この数年の間にモノ作りの現場で大きな変化が起きているように感じています。それはこれまで高額な装置やソフトウェアが必要で、小さな企業や個人でははなから検討対象にすらならなかったような手法が身近になってきた事です。
これによりこれまでアイデアを実際のカタチにする過程で、専門メーカーや技術者に頼らざるを得なかった部分を、アイデアを思いついた人が「自ら」、「すぐに」、「安価に」実現できるようになりました。
こうしたいわばDIY 2.0とでもいうべき変化によって、改善活動や製品開発の自由度やスピードが大きく変化しています。

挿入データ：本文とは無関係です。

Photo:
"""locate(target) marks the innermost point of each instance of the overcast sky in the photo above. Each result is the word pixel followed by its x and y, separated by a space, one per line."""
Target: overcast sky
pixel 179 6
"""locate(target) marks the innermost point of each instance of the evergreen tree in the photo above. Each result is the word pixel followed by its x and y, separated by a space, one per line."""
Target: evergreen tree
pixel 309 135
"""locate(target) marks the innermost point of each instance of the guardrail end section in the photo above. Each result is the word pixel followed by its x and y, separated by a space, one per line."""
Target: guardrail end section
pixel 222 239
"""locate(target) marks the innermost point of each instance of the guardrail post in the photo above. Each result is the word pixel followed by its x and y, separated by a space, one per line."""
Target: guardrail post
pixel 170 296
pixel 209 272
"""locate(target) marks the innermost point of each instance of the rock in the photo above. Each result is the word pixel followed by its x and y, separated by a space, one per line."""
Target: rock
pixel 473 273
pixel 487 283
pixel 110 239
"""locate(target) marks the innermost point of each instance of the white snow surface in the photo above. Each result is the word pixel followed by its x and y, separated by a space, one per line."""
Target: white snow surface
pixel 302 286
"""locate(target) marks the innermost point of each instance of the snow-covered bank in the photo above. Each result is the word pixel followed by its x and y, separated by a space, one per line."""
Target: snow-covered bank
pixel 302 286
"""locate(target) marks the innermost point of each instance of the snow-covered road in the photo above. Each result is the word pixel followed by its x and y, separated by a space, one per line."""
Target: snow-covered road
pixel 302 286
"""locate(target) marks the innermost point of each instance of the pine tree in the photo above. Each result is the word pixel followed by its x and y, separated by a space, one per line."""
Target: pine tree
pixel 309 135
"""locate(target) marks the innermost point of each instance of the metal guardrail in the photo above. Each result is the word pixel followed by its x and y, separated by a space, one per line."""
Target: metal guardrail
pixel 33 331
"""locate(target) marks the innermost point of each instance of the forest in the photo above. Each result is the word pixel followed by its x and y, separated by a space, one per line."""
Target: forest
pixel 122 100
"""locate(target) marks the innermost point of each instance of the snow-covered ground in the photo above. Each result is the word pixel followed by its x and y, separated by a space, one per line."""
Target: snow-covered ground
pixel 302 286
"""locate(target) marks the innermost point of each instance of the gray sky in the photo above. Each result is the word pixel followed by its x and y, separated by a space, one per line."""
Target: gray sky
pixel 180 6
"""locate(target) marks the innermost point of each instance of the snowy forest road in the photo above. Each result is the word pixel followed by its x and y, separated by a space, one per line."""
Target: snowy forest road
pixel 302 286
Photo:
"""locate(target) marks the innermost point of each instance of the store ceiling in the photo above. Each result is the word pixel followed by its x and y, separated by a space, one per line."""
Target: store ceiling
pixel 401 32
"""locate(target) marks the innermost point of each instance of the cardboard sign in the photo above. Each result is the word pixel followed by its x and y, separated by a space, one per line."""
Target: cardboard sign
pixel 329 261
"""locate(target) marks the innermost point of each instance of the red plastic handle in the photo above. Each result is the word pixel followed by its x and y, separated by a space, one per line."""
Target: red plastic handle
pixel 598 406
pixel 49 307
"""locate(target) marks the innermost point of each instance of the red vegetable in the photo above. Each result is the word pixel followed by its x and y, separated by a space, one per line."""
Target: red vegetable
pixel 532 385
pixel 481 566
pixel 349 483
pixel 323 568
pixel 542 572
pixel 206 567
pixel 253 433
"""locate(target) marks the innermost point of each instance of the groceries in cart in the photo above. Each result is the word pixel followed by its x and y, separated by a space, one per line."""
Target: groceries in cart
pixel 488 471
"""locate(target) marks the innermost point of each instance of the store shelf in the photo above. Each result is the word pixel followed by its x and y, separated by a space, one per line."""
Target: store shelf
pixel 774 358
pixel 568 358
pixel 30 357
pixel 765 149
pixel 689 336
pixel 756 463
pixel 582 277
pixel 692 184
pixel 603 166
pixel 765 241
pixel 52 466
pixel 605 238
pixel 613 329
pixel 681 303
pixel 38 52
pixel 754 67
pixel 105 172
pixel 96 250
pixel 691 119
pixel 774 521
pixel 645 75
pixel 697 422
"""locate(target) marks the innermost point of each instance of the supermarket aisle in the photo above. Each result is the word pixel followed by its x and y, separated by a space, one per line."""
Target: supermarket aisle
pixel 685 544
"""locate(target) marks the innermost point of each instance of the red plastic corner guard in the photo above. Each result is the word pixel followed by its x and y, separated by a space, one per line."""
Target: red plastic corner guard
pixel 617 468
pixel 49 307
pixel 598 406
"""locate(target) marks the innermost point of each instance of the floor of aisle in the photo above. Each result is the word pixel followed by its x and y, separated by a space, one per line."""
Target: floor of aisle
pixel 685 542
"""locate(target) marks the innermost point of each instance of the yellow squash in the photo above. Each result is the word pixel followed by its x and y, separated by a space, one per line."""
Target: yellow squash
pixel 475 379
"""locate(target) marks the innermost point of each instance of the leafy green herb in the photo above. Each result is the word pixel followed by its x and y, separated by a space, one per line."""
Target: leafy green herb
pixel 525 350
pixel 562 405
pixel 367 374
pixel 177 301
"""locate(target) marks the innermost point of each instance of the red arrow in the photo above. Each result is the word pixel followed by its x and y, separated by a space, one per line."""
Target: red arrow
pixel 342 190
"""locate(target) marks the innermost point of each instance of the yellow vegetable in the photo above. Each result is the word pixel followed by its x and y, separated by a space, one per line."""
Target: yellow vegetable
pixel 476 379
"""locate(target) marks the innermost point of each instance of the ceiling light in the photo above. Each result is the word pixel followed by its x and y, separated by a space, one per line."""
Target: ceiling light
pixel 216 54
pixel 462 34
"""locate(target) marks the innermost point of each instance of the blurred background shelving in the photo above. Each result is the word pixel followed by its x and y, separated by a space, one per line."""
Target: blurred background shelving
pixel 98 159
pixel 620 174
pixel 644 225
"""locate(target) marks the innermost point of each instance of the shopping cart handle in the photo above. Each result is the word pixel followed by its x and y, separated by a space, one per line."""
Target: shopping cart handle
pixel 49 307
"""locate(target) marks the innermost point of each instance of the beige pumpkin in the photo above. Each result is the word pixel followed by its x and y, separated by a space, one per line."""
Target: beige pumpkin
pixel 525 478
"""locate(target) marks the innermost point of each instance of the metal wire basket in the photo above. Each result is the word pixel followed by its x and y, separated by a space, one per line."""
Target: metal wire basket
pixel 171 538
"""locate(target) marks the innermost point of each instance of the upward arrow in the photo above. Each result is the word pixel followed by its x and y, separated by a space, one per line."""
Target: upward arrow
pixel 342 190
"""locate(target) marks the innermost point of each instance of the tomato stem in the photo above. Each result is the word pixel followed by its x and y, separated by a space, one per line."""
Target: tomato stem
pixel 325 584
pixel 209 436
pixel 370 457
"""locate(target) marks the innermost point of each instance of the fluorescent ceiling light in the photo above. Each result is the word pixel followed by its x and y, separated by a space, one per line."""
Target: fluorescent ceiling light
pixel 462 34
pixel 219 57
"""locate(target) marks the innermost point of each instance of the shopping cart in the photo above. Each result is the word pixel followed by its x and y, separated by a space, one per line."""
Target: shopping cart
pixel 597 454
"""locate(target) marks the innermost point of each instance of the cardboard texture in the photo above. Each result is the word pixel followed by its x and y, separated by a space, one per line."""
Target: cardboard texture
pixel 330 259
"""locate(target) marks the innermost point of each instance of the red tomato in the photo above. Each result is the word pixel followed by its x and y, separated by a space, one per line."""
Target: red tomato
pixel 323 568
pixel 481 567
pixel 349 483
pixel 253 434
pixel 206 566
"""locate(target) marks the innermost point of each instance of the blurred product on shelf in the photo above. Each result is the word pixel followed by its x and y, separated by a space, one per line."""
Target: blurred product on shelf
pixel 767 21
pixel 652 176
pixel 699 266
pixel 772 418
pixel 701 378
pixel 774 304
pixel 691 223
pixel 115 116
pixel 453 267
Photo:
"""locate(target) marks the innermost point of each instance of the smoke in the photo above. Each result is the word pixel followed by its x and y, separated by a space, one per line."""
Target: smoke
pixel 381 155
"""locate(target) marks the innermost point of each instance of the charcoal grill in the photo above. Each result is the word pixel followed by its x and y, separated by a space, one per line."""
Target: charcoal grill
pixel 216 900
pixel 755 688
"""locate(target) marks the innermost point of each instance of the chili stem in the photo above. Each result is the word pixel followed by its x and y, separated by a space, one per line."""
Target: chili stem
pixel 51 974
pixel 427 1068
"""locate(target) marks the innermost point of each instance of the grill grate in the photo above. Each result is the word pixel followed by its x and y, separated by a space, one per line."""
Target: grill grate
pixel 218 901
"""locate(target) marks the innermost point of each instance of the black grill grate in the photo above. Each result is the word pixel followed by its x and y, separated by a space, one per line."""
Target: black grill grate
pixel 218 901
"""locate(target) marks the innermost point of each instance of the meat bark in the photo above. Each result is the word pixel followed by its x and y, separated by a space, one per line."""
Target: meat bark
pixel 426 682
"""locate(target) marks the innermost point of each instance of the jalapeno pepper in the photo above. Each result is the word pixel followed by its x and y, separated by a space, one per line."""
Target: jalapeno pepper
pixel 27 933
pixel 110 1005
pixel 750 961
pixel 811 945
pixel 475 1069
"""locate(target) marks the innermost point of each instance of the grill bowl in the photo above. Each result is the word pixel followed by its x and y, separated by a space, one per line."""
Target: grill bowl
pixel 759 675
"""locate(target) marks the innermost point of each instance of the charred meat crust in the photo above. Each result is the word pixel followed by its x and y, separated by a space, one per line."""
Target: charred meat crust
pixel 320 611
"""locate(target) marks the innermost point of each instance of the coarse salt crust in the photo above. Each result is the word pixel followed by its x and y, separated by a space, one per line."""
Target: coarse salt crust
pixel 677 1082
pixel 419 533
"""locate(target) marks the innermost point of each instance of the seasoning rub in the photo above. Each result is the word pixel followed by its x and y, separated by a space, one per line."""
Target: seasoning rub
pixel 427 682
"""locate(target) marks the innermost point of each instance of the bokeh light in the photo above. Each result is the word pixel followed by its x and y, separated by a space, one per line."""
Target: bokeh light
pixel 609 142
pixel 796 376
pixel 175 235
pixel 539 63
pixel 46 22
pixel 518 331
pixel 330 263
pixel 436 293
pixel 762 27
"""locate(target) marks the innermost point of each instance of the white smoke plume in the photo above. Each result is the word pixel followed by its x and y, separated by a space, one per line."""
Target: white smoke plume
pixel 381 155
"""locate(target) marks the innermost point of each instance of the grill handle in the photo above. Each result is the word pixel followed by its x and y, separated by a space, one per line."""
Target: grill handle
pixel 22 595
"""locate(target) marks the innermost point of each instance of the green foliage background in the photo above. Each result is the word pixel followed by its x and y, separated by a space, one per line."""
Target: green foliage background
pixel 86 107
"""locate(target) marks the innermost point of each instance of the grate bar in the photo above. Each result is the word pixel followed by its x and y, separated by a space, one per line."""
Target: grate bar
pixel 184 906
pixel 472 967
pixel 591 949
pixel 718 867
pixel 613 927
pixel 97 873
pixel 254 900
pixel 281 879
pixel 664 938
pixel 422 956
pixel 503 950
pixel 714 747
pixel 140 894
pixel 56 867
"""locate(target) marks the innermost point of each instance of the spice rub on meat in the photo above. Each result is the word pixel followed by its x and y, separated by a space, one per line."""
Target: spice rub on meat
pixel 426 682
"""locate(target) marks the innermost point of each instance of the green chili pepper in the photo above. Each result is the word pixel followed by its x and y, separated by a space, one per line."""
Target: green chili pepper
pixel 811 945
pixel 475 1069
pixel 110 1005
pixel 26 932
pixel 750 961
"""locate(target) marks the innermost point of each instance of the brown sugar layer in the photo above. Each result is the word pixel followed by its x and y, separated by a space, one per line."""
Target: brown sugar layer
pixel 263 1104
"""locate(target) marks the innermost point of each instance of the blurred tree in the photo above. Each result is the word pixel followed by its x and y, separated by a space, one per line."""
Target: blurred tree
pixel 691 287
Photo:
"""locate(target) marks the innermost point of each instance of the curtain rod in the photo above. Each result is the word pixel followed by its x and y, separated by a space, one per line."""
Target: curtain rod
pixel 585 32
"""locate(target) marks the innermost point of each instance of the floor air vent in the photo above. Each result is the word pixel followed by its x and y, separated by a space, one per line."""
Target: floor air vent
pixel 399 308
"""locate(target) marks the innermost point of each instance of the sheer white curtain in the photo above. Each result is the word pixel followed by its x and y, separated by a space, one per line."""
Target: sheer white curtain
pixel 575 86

その背景にはいくつかの要素がありますが、特に私が重要だと考えるポイントを数回に分けてお話ししてみたいと思います。
今回は「3Dプリンター」がテーマです。
3Dプリンターが一般的にに知られるようになって既に10年以上経っています。皆さんのなかにも仕事などで利用した経験をお持ちの方も多いのではないでしょうか。
私も仕事柄3Dプリンターを自宅に設置してから5年程経過していますが、その間見える化を実現するための多くのアイデアの実現、及びプライベートの用途でこの装置がどれだけ活躍してきたのかわかりません。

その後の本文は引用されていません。